Nos enfocaremos en la cooperación internacional para atacar la diseminación de este  virus, particularmente contagioso. La Organización Mundial de la Salud (OMS) y su director, Tedros Adhanom, han pasado a ser figuras habituales con informes diarios del avance del virus. ¿Cómo actúan la OMS y la Organización Panamericana de la Salud (PAHO) en nuestro continente? ¿Qué se puede esperar de ellas?

Digamos que el esfuerzo nacional de cada país es determinante e irremplazable. A la  vez, el desafío inmediato es también universal: tratar de romper la cadena de transmisión de un virus nuevo, que aún no tiene vacuna, si bien hay investigaciones  avanzadas.

La OMS -como lo ha hecho con otras epidemias en este siglo- formula recomendaciones específicas, trabaja con los gobiernos y hace seguimiento, llama a los pueblos y crea conciencia pública del autocuidado, insiste en la urgencia de las medidas y difunde políticas exitosas.

El organismo de algún modo supera la forma de actuar de las instituciones internacionales que suelen coordinar políticas  en un área determinada, formulan recomendaciones generales e instan a la cooperación, lo que es un deber en la Carta de Naciones Unidas.

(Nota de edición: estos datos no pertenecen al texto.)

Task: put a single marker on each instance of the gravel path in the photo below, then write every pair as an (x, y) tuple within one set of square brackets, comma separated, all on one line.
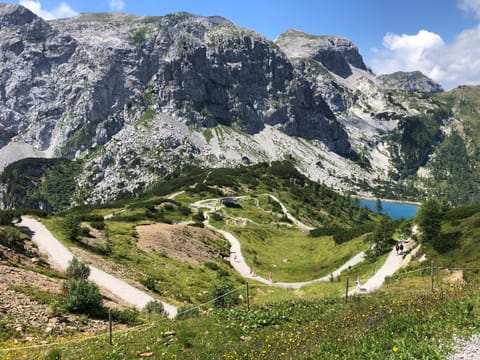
[(59, 257), (236, 257), (466, 349)]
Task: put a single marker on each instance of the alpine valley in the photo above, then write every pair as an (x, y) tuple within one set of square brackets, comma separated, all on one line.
[(110, 103)]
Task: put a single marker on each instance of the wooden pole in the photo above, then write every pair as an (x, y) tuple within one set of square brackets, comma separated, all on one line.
[(110, 326), (431, 275), (346, 292)]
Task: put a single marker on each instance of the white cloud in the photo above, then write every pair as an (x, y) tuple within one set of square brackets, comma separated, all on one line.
[(470, 5), (61, 11), (451, 65), (117, 5)]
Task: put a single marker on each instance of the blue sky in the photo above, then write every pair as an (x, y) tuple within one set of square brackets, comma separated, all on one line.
[(441, 38)]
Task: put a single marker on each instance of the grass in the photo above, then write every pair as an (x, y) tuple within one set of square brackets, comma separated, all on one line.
[(289, 254), (377, 326)]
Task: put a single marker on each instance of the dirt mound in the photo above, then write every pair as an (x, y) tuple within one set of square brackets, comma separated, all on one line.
[(181, 242)]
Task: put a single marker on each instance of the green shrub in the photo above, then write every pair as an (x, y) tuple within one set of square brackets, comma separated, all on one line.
[(149, 283), (83, 296), (71, 226), (154, 307), (78, 269), (224, 295), (127, 316), (54, 354), (99, 225), (11, 237), (187, 312)]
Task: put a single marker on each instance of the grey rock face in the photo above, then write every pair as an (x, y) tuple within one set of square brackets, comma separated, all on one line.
[(71, 84), (335, 53), (413, 81)]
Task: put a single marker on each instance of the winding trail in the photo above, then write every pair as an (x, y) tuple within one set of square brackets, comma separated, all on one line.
[(59, 257), (237, 261)]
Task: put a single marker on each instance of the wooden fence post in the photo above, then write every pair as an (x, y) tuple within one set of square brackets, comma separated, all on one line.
[(431, 275), (110, 326), (346, 291)]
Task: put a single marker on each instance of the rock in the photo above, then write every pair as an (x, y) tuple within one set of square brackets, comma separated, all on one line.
[(335, 53), (413, 81)]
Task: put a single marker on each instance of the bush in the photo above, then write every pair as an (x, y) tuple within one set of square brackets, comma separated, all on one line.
[(154, 307), (83, 296), (127, 316), (8, 216), (149, 283), (71, 226), (78, 269), (187, 312), (224, 295), (99, 225), (11, 237)]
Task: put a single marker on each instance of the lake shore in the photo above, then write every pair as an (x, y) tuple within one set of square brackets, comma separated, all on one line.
[(371, 198)]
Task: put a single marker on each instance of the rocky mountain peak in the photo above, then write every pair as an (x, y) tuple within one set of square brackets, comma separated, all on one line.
[(413, 81), (25, 23), (336, 53)]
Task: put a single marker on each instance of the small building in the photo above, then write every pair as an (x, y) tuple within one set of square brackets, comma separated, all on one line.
[(229, 201)]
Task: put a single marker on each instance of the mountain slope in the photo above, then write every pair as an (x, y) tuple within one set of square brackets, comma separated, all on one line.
[(131, 99)]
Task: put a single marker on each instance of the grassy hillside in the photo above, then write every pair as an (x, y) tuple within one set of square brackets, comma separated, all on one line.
[(149, 242), (454, 164), (309, 323)]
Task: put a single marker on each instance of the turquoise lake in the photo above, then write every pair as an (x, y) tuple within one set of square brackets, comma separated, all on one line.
[(394, 210)]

Epidemias han existido siempre; no son producto de la globalización, pero justamente el acercamiento entre los pueblos facilita los contagios. Así, la OMS ha debido llegar al detalle: cómo aislar a los pacientes y determinar fases de propagación, de acuerdo a las realidades de cada país.

En América Latina y América en general, opera la PAHO como órgano técnico con sede en Washington en tres niveles: mundial (representa a la OMS en nuestro continente); interamericano y se relaciona con OEA; y latinoamericano, pues cuenta con la confianza de la región.

Pero no basta. Los Estados deben relacionarse más orgánicamente en lo político. La Comunidad de Estados Latinoamericanos y del Caribe (CELAC) actúa pero sin gran respaldo regional. Hay que reforzar nuestra integración en el continente, aprovechar los esquemas que existen y dimensionar que este reto es multifacético.  La amenaza es real y con una extensión sin precedentes en la época contemporánea.

El desafío es cooperar de modo multilateral en beneficio de los pueblos que están justamente alarmados. Esto debe hacerse junto con la adopción de medidas aparentemente contradictorias, como el cierre de fronteras. ¿Es posible colaborar a pesar de ello? Sí, es posible: contener desplazamientos masivos  y mantener los intercambios. Tenemos que enfrentar las amenazas y aprovechar las oportunidades de cooperar.